Pokemon Go arrived at our house in 2016 via my daughters. My husband and I resisted the influx of Pokecritter-seeking energy except for occasional designated driver responsibilities. Not that my oldest daughter can’t drive, you understand, but she wisely decided driving while simultaneously staring at her phone was a questionable decision at best. Whew! Another good life choice! I am a success as a mom.
Sometime in 2018, we had a Pokemon crisis. My older daughter ceased playing and my younger daughter firmly stated that she now needed help with hunting and raids. Yes. Raids. I had no idea Pokemon Go was so violent. Soft-hearted sap that I am, I found myself with a new phone app and a burning (not really) desire to locate something called shiny Pokemon.
I have started to have Dr. Seuss moments. Every time I turn around there’s a Beedrill in my bedroom, a Pidgey in my fridge, a Rapidash in my bath, a Jigglypuff in my stuff, or a Clefairy in the library. The only one I can find some excuse for is the Electrobuzz in the carpet fuzz. A little static electricity and that kind of makes sense.
In an effort to instill the Hunt with reason and practicality, we recently knighted our two rescued canines “Official Hunting Dogs”. They excitedly pull us along on high-energy walks as we seek weirdly named cyber-critters who manifest randomly on our phones. I’m still not too sure about the game, but the exercise is good.
Just a sec – timeout – my daughter informs me we must catch the Squirtle in the living room. That just seems wrong – shouldn’t something called a Squirtle be in the bathroom?
I do have to confess that I have some questions about how the technology works and if there are possible oddish effects on the human brain. How does Nintendo park imaginary characters with crazy names around my house, neighborhood, and town? Are these critters just floating around on satellite waves? And if they are floating around, can they float through our brains and affect our thoughts and communication? Would we know if they did? I am seaking to understand this whole phenomenon – I would hate to think we are surrounded by parasects and don’t realize it.
But I am not, after all, a conspearowcy theorist! The whole Pokemon thing appears to be sheer mankey business so I don’t want to get too krabby over it. There are far more important concerns, such as the situations in Kangaskhan and Magmar, and wasn’t there an uprising recently in – I think it’s . . . Kabuto? Gastly situation – it haunters me.
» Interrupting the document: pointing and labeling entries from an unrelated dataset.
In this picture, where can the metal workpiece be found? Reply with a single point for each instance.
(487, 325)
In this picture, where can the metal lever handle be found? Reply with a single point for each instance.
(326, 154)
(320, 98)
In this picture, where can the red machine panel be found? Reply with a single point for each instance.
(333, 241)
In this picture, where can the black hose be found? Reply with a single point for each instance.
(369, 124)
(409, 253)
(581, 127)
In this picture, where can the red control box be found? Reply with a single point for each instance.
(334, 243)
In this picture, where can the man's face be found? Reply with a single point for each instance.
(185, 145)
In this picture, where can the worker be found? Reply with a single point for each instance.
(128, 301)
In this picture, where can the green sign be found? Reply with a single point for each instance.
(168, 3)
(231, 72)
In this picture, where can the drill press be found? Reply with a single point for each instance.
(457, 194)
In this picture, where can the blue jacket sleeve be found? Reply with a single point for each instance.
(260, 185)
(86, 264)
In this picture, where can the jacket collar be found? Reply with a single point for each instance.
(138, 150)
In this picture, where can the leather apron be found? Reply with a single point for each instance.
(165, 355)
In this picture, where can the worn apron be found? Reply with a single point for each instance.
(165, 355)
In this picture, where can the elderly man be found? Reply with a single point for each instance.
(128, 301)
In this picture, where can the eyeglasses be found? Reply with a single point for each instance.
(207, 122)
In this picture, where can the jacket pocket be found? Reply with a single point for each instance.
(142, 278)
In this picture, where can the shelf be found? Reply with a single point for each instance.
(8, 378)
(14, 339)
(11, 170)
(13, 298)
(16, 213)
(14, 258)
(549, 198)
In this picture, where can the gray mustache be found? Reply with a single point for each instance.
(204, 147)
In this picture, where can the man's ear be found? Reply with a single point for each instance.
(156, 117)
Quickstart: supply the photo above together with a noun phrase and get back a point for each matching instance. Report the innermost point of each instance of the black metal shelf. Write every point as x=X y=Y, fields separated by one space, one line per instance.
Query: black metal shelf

There’s also flu going around and, with all the weezing and koffing, I’m concerned about the family getting sick. Probably shouldn’t mention it – wouldn’t want to jynx them! No point in taking a chansey. I worry enough about my husband, anyway; when he gets drowzee he can really snorlax. Perhaps he should be tested for sleep abra. Maybe hypno therapy would work?
And personally, I find the current political situation more arcanine than Pokemon Go could ever be – I just want to cloyster my ears and ignore it all. The issues surrounding the office of Exeggutor-in-Chief can make my temper flareon and sometimes the news is completely in-tangela to me! I wish there was a way to raticate the problems before I golbatty because I get a venomoth headache just thinking about it all. But enough about these dragonite issues – I should probably just take a few minutes to relax with an apple dratini.
Alakazam! Time to wrap this up – there’s a Charizard in the yard and it’s freaking out the dogs. We’re off to capture it.